By Jake Donovan
Some prospects on the way up enjoy the careful matchmaking, whether or not it’s televised. Others demand the spotlight, but with the caveat of showcase appearances rather than risking a loss early in their career.
Raymond Serrano wants his fights to matter. That is why the unbeaten Philly prospect jumped at the chance to face another undefeated fighter in Karim Mayfield. The two collide this Friday in the main event of ESPN2’s Friday Night Fights live from Albany, New York.
The play selection has been hit or miss on Friday Night Fights this season, which is a step backwards from the strong schedule posted last year even in the face of a slashed budget.
A battle of unbeaten 140 lb. prospects this weekend is a great way to get the series back on track.
“Boxing needs a fight like this,” insists Serrano (18-0, 8KO, who hasn’t had the easiest time securing opponents in recent times. “This is what the sport is supposed to be all about. I’m ready for it. I hope my opponent is, too.”
The level of competition has progressed for Serrano over the course of his young career, five years and running. The 22-year old (who turns 23 on May 30) has enjoyed several televised showcases, as well as serving as the lead attraction on an Azteca America broadcast last year.
The showing was designed to launch a series by Joe DeGuardia’s Star Boxing outfit, who has promoted Serrano since his pro debut in Oct. ’07. The series itself turned out to be a bust – lack of creative matchmaking and shows that were not only delayed by at least one hour but often going up against premium networks HBO and Showtime.
Serrano’s headlining act against Mayfield this weekend was already conflict-free.
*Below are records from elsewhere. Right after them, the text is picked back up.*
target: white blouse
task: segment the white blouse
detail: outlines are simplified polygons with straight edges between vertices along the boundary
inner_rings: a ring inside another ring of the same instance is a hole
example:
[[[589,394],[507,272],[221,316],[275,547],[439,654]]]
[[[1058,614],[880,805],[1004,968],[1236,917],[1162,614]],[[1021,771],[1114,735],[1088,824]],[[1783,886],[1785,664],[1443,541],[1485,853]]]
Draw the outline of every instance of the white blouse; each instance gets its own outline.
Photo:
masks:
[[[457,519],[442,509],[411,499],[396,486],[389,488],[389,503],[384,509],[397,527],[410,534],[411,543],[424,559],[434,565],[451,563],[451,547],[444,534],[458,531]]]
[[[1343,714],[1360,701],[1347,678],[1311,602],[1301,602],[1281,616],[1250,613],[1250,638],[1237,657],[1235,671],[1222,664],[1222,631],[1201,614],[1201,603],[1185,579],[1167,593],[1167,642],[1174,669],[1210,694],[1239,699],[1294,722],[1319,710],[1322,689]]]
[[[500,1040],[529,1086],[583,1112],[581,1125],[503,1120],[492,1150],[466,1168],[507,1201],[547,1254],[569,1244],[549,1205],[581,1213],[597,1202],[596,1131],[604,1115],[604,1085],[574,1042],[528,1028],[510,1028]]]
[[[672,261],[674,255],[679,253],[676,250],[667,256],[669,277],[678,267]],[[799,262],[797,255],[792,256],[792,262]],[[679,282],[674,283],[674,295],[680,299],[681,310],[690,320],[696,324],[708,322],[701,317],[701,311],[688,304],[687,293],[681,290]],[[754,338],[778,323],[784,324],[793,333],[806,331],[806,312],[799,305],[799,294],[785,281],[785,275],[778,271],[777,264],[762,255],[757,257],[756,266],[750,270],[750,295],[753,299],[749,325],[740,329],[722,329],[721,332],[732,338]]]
With the cancellation of the previously scheduled rematch between Lamont Peterson and Amir Khan one night later on HBO, Friday’s card essentially has the floor to itself.
Given the stage, Serrano plans to take advantage and shine.
“I’ve had my best training camp so far for this fight,” says Serrano. The line sounds cliché, but is accompanied by thoughts on what’s at stake. “I know a win over Karim Mayfield puts my career into a new light. I’m taking this fight very serious and hope that he is as well.”
That Mayfield took the fight at all is of a big surprise to Serrano, though his opponent’s resume is hardly littered with soft touches. Recent fights haven’t revealed much – a stoppage win over faded Steve Forbes and a points win over Patrick Lopez.
However, Mayfield cut his teeth early in his career with several wins over unbeaten fighters, in fact four out of a five fight stretch. Also noteworthy was his Nov. ’09 knockout win over Francisco ‘Chia’ Santana in a fight that turned heads and put the now 30-year old on the map.
Still, Serrano points to his opponent’s relatively inactive run – having not fought since last October – and leveled off competition as a suggestion that the Bay Area fighter is hoping to coast to contention.
“To be honest, I’m surprised he even took this fight,” Serrano believes. “He looks like he’s a good fighter, but really hasn’t done much lately. But I’m glad he accepted this challenge.”
This challenge will be the biggest of Serrano’s career to date, though no stranger to fighting at the top level. A boxer since the age of eight, Serrano was a highly decorated amateur who won several championships in his teens and enjoyed a run on the U.S. national team.
With the 2008 Olympics a bit too far away for what Serrano was looking to accomplish at the time, the Philly native instead opted to turn pro at age 18. High accolades have since followed, though ESPN2’s Teddy Atlas seemed sour on him during a televised points win over Ronnie Warrior Jr.
Serrano took it all as feedback, but still refuses to too greatly alter his in-ring style. Groomed early as a boxer-puncher, Serrano has since developed into the consummate boxer, brilliantly practicing the fine art of hit and don’t get hit. His efforts are made without running, but instead offering enough lateral movement to throw his opponents off rhythm.
The tactic has perhaps cost Serrano a few knockouts along the way. Six of his past eight fights have went to the scorecards, including his last three contests. His last bout required a bit of drama, surviving a flash knockdown in the third round to take a unanimous decision over Kenny Abril this past February.
Despite the dropoff in highlight-reel endings, Serrano couldn’t be more pleased about his career to date and also the people who have helped reach that point.
“I can’t say enough good things about my promoter Joe DeGuardia,” Serrano insists. “He and matchmaker Ron Katz have been there for me since the beginning and have moved me along the right way.”
Even with the steady climb, Serrano still finds himself the betting underdog heading into this weekend. That doesn’t mean he has to play the part.
“I’ve never cared about being the underdog,” Serrano says. “All I worry about is fighting the best. I don’t know why fighters stress out over stuff like that. Those are the fights that will make me that much better in the ring.”